A Guide to YOLOv8 in 2024

Matthew Lee
Aug 6, 2024
5 min read

OPEN SOURCE & FREE-TO-USE

YOLOv8 is the newest model in the YOLO algorithm series – the most well-known family of object detection and classification models in the Computer Vision (CV) field. With the latest version, the YOLO legacy lives on by providing state-of-the-art results for image or video analytics, with an easy-to-implement framework. In this article, we’ll discuss: The evolution of the YOLO algorithms Improvements and enhancements in YOLOv8 Implementation details and tips Applications.

What is YOLO You Only Look Once (YOLO) is an object-detection algorithm introduced in 2015 in a research paper by Joseph Redmon, Santosh Divvala, Ross Girshick, and Ali Farhadi. YOLO’s architecture was a significant revolution in the real-time object detection space, surpassing its predecessor – the Region-based Convolutional Neural Network (R-CNN).
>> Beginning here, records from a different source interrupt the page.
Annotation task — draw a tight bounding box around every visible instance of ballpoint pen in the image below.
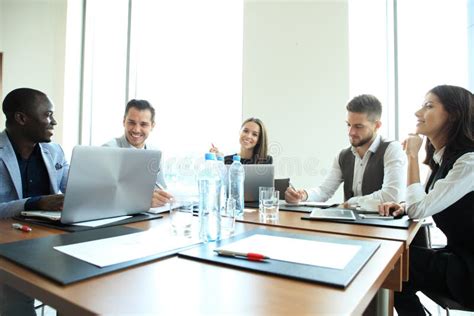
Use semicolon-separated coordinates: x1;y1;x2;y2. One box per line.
12;223;32;232
359;214;394;220
214;249;269;262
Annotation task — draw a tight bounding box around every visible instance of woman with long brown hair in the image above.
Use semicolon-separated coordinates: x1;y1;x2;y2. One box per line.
379;85;474;314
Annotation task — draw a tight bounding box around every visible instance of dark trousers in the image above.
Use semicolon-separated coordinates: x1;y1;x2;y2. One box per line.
0;284;35;316
395;245;463;315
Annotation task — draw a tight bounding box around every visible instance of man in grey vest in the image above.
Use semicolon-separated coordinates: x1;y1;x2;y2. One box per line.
285;94;406;206
103;99;172;207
YOLO is a single-shot algorithm that directly classifies an object in a single pass by having only one neural network predict bounding boxes and class probabilities using a full image as input. The family YOLO model is continuously evolving. Several research teams have since released different YOLO versions, with YOLOv8 being the latest iteration. The following section briefly overviews all the historical versions and their improvements.

A Brief History of YOLO

Before discussing YOLO’s evolution, let’s look at some basics of how a typical object detection algorithm works. The diagram below illustrates the essential mechanics of an object detection model.

The architecture consists of a backbone, neck, and head. The backbone is a pre-trained Convolutional Neural Network (CNN) that extracts low, medium, and high-level feature maps from an input image. The neck merges these feature maps using path aggregation blocks like the Feature Pyramid Network (FPN). It passes them onto the head, classifying objects and predicting bounding boxes. The head can consist of one-stage or dense prediction models, such as YOLO or Single-shot Detector (SSD). Alternatively, it can feature two-stage or sparse prediction algorithms like the R-CNN series.

YOLOv1

As mentioned, YOLO is a single-shot detection model that improved upon the standard R-CNN detection mechanism with faster and better generalization performance. The real change was how YOLOv1 framed the detection problem as a regression task to predict bounding boxes and class probabilities from a single pass of an image.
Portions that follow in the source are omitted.